Именно в бане узрел он по-настоящему новообретенного родственничка. Розовое молодое тело было не просто обнаженным, не просто нагим – лишь шерстяная шапочка прикрывала голову, – а каким-то вызывающе голым. Бедный диалектик! Он тоже был гол (даже без шапочки), но он был целомудрен. Поспешно отвернувшись, принялся хлестать себя, дабы не видеть проступающую сквозь горячий туман перламутровую от пота, в зеленых листиках плоть.
– Как зятек мой? Наведывается в баньку?
– Ты же не берешь его.
И опять ирония в голосе, но уже иная, не к нему относящаяся (он чувствует, если к нему), – к мужу. Наверное, к мужу…
– Надеюсь, у него все нормально?
Он дипломат у меня, мой консул и атташе, мой полномочный представитель, мой посланник, он дипломат, и, следовательно, дочь его была дочерью дипломата.
– У тебя, – произнесла, – испачкано.
– Где? – всполошился он и, выхватив платок, принялся вытирать усы. – Все?

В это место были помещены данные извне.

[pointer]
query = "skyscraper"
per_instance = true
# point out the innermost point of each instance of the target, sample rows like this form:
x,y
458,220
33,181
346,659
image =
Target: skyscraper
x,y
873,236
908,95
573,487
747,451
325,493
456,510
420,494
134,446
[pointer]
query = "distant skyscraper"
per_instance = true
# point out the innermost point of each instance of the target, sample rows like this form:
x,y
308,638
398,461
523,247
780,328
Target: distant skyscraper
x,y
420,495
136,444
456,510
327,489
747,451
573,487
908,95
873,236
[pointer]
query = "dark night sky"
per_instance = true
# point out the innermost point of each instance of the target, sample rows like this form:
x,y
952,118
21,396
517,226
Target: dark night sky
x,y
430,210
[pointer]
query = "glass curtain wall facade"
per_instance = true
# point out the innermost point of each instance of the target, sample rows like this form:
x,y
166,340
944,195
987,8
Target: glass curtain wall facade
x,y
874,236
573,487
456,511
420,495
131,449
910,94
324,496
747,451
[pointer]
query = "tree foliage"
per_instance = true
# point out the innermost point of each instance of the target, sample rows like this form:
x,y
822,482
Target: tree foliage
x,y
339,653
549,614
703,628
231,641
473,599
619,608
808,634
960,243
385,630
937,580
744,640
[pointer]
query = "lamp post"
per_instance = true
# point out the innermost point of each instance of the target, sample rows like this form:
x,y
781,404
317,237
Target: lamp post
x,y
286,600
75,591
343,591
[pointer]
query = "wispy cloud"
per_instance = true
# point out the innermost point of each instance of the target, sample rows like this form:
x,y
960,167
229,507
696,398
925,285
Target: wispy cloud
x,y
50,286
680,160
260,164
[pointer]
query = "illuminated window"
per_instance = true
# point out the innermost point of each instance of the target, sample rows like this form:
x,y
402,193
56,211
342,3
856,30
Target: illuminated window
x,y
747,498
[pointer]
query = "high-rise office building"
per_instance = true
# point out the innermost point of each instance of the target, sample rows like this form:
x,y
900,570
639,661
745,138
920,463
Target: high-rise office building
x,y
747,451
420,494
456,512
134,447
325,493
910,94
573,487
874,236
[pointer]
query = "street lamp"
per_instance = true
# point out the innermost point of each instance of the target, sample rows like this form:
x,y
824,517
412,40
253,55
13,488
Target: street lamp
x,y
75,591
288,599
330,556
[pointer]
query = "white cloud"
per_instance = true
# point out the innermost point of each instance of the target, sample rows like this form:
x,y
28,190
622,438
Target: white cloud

– Все, – ответили ему с улыбкой.
Она была дочерью дипломата, но не дочерью диалектика – профессионального диалектика, который, с одной стороны, досадовал, узнавая себя в собственном отпрыске, а с другой, втайне жалел, что не по его все-таки стопам пошла она, а по стопам матери. И такого же отыскала себе муженька. О мизансценах дискутируют, о динамике театрального действа – втроем, не обращая на него, сидящего рядом, внимания. Он не обижается. И они ведь профессионалы, профессионалы и коллеги, а он… Кто – он? Дилетант, потребитель… «Просветите, – просит, скрестив на груди руки, – дилетанта и потребителя».
Но одно дело – мизансцены и динамика, а другое – благополучие молодого дома. Надежность молодого дома… Дети не даются человеку раз и навсегда, как по наивности полагал он когда-то, время относит их, и папаше даже нравится, что относит, пусть, свобода – отличная вещь, однако, обратил он внимание, относит, в основном, удачливых детей, неудачливых прибивает обратно.
Ему вспомнилось, как сидели с зятьком, по-античному завернутые в простыни с синими банными печатями, и дочерин избранник живописал битвы с театральными ретроградами.
– Все так же, – молвил профессор, – ищет правду?
В руке у молодой мамы заалело яблоко.
– Кто сейчас не ищет правды?
Я! Я не ищу! Поливаю себе огурчики, колю на зиму дрова да с любопытством наблюдаю за перемещениями в пространстве моего полномочного представителя. Только что для юной дамы какой-то затворник! Понятия ведь не имеет, кто вырастил яблочко, которое она, вытерев, кладет перед сыном.